As it turns out, taxpayers in more and more
communities have been willing to shell out extra
so the town’s kids could learn a little more.
Initially, 156 of 425 districts signed up. By
this year, 334 of the state’s 351 districts
— all but 17 — have joined the program, with
citizens allocating nearly $200 million of extra
local taxes for their local schools. Parents
want their children to learn.
But legislators and the governor apparently
don’t. Beginning in 1993, the state kept slicing
the percentage it paid for. They did this by
capping the state outlay at $14 million to $15
million, so as more districts signed up, there
was less for every student. Then for this year,
they said to hell with it — and they eliminated
all state funding. So a number that, by formula,
should have been $68,466,052 turned out to be
zero. Because the state aid was designed to
help poorer communities the most, the elimination
of the program hurts them the most — cutting
as much as half the program in some communities.

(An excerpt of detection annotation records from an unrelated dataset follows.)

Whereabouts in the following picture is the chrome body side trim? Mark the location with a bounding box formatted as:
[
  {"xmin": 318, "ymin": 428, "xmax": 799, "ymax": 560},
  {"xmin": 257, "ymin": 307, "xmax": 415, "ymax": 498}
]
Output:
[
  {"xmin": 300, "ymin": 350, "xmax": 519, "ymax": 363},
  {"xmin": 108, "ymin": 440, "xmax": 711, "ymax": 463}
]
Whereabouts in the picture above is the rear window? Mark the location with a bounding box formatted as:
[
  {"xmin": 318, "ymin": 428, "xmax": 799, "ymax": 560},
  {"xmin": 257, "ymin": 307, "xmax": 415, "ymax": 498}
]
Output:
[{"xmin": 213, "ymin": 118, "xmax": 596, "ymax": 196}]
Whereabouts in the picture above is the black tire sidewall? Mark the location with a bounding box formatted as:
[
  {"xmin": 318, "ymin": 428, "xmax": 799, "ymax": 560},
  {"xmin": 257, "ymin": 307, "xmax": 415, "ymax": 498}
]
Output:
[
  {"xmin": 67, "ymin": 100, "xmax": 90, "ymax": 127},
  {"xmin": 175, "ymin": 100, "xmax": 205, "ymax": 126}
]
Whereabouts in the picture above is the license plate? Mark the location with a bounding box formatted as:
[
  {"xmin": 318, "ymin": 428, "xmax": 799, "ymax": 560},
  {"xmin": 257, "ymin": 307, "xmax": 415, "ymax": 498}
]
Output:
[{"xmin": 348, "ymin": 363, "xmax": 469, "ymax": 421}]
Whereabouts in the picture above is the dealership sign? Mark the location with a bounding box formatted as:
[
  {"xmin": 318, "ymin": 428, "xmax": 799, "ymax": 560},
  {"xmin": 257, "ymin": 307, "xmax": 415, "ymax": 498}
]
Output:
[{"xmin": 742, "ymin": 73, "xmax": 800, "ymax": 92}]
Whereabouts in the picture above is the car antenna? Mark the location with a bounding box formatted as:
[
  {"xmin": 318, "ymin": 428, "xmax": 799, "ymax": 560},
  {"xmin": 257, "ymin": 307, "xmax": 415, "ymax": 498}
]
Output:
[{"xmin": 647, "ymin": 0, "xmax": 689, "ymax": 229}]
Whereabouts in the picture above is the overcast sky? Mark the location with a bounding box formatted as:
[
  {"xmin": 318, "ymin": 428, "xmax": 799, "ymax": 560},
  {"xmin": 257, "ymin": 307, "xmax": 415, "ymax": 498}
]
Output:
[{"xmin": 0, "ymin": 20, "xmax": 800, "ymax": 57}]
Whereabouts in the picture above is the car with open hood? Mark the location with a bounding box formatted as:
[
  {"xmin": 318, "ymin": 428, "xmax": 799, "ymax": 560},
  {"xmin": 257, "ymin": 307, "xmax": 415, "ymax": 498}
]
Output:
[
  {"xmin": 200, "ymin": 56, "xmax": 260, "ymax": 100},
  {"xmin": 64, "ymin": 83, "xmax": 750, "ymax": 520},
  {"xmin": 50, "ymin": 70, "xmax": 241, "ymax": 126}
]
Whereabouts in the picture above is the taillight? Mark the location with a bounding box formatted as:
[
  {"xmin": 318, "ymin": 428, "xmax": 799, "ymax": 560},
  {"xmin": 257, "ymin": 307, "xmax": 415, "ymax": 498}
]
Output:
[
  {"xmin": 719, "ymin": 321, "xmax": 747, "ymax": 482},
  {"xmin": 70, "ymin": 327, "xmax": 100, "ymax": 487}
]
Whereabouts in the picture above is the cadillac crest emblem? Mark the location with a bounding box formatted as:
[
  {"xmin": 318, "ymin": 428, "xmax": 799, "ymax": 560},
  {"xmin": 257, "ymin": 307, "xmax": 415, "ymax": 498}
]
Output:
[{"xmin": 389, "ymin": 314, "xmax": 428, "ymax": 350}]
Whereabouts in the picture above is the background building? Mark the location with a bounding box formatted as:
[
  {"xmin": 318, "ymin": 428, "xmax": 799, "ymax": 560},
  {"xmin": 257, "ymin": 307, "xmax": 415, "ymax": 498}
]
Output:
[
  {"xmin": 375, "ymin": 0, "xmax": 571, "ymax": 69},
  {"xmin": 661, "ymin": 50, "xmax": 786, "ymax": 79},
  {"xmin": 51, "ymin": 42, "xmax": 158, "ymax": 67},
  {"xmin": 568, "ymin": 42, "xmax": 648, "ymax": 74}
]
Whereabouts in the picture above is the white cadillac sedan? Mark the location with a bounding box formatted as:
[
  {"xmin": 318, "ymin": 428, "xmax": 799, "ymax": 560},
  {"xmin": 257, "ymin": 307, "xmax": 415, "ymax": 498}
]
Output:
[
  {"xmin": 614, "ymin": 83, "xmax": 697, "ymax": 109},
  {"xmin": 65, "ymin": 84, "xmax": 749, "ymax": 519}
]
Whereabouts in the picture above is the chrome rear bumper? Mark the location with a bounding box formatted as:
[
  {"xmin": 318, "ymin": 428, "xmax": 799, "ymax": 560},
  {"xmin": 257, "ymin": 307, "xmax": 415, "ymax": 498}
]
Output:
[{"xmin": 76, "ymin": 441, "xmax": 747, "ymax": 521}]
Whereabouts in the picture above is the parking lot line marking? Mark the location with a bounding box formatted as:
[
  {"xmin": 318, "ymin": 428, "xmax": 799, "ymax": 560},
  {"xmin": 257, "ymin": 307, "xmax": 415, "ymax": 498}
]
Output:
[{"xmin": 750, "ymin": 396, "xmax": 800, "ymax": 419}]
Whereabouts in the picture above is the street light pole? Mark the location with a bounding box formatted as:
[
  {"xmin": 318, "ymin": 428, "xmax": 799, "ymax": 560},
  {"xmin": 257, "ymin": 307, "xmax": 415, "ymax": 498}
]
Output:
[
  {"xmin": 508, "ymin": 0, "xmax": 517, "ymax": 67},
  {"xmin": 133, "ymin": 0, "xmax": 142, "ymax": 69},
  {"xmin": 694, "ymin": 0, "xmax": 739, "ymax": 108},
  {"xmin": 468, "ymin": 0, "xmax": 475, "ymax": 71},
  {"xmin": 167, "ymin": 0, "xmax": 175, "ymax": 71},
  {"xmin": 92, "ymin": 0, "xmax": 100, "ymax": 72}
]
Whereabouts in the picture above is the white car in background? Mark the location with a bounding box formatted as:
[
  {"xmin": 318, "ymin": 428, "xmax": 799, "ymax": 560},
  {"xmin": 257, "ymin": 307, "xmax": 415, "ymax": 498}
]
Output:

Adding craziness to dumbness, the state has
told the districts they may not spend their
own money to make up the shortfall.
All of this is laid out pretty clearly in a
16-page report issued last Thursday by the nonpartisan
Legislative Services Agency. Don’t bother to
read it; you’ll just get pissed off.
Watch what they do, not what they say. ...
Real-estate news: Rochelle Levy has sold her
5,000-square-foot home at 28 35th St. to Heidi
Muelhaupt for $849,000, a bit below the latest
assessed value of $908,700, according to county
records. It was the second highest sales price
for a single-family home in Des Moines this
year, trailing only the $1,026,000 that Thomas
Bernau paid Dan Stanbrough for his 7,300-square-foot
home nearby at 10 35th St.
University news: Charlie Cook, probably the
nation’s best political analyst, will be the
first Harkin Lecturer at the new Harkin Institute
of Politics at Iowa State University. Cook,
a regular TV commentator and author of the widely
followed Cook Political Report (often described
as “acclaimed”), will speak at noon on Nov.
29 at the Iowa State campus. The talk is free.
It’s the first official — or nonofficial, for
that matter — function of the new Institute,
which recently named ISU professor Dave Peterson
as acting director. The nonpartisan Institute
will house the papers of Iowa Senator Tom Harkin,
will bring in scholars and lecturers and will
become a resource center for areas Harkin has
concentrated on — particularly agriculture,
health, education, and disabilities. The New
York Times has described the Cook Political
Report as “a newsletter both parties regard
as authoritative.”
Jobs news: Iowa nonfarm employment at the end
of September was 1,488,600, up from 1,473,600
a month earlier and up 500 jobs from when Terry
Branstad took office at the start of the year,
according to the Legislative Services Agency.
With the new figures, the governor has only
199,500 jobs to add to fulfill his pledge of
200,000 new jobs over five years. However, at
the rate he’s going — 50 jobs a month — it will
take 333 years to reach his goal. Put another
way, if Branstad is re-elected to another 75
four-year terms, he’ll reach the goal.